“Siapa kau?” teriak Rama, merasakan adrenalin yang mengalir deras di seluruh tubuhnya. Dia berusaha mencari sesuatu untuk melawan, tetapi tidak ada yang bisa dijadikan senjata. Dengan langkah mundur, ia mencoba menghindari pria itu, sambil mencari celah untuk bertahan atau melarikan diri.
“Kau tidak bisa bersembunyi, Rama!” ujarnya dengan suara yang mengancam.
Mendengar namanya dipanggil dengan nada seperti itu, Rama merasa mulai tertantang. Namun, ia tidak bisa bersikap gegabah saat ini.
“Baiklah, majulah kalau begitu!” tantang Rama dengan tenang.
Orang itu berlari, mengarahkan tinjunya pada Rama. Namun Rama berhasil menghindarinya. Mengantisipasi gerakan berikutnya, dengan cepat Rama membalikkan tubuh menangkap tangan pria itu dan membantingnya sebelum dia sempat menyerang lagi. Rama mencengkramnya dengan kuat, membuat pria itu tidak bisa bergerak dengan bebas.
“Apa yang kau inginkan dariku?” tanya Rama tajam, suaranya dingin dan penuh peringatan.
“Dengar, aku tidak ingin melukaimu, tapi aku tidak punya pilihan!” teriak pria itu berusaha melepaskan diri dari cengkraman Rama, tetapi tidak berhasil.
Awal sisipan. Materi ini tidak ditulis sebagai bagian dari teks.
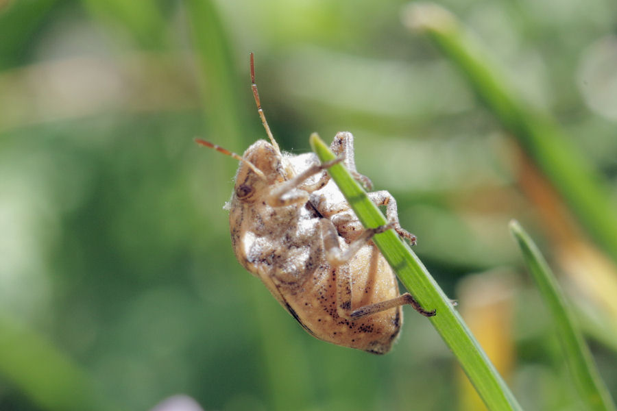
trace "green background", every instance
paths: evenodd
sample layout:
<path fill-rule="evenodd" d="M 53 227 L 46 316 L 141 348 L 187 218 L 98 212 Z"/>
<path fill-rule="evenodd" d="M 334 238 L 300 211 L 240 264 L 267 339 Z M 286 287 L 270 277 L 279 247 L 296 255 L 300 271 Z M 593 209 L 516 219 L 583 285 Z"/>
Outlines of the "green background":
<path fill-rule="evenodd" d="M 617 198 L 614 3 L 440 4 Z M 0 410 L 149 410 L 179 393 L 204 410 L 474 409 L 413 310 L 385 356 L 330 345 L 237 262 L 223 210 L 236 162 L 193 138 L 241 153 L 265 138 L 250 51 L 282 149 L 352 132 L 359 171 L 397 199 L 472 327 L 479 306 L 505 307 L 495 356 L 510 359 L 522 407 L 578 409 L 507 222 L 530 229 L 557 274 L 564 250 L 517 184 L 509 136 L 404 28 L 404 5 L 0 1 Z M 587 332 L 614 397 L 617 320 L 563 285 L 583 328 L 600 319 Z"/>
"Kau... harus menyerahkan buku itu!" Tunjuknya pada benda berwarna biru muda yang tergeletak di dekat Rama.
Buku? Rama teringat pada buku yang baru saja dia temukan di dalam tasnya. Dia tidak tahu apa hubungannya buku itu dengan pria ini, tapi sudah jelas benda itu penting baginya.
“Ada apa dengan buku itu?” tanya Rama tanpa mengendurkan cengkeramannya.
Pria itu terdiam, pandangan matanya berubah seolah-olah ada sesuatu yang ia sembunyikan.
“Kau tidak akan mengerti... tapi aku tidak punya waktu untuk menjelaskannya sekarang.”
Rama sangat marah dan merasa dibodohi, nyaris tinjunya mendarat pada wajah pria itu. Namun tiba-tiba suara dentuman dari jalan terdengar sangat keras. Rama terkejut dan melepaskan cengkramannya. Merasa memiliki celah pria itu berlari menjauh dari Rama.
“Ini tidak akan berakhir dengan mudah, Rama. Kamu tidak tahu masalah apa yang akan kamu hadapi setelah ini. Aku hanya memperingatkanmu, kamu harus mencari tahu sendiri,” ucapnya dengan nada serius sebelum pergi.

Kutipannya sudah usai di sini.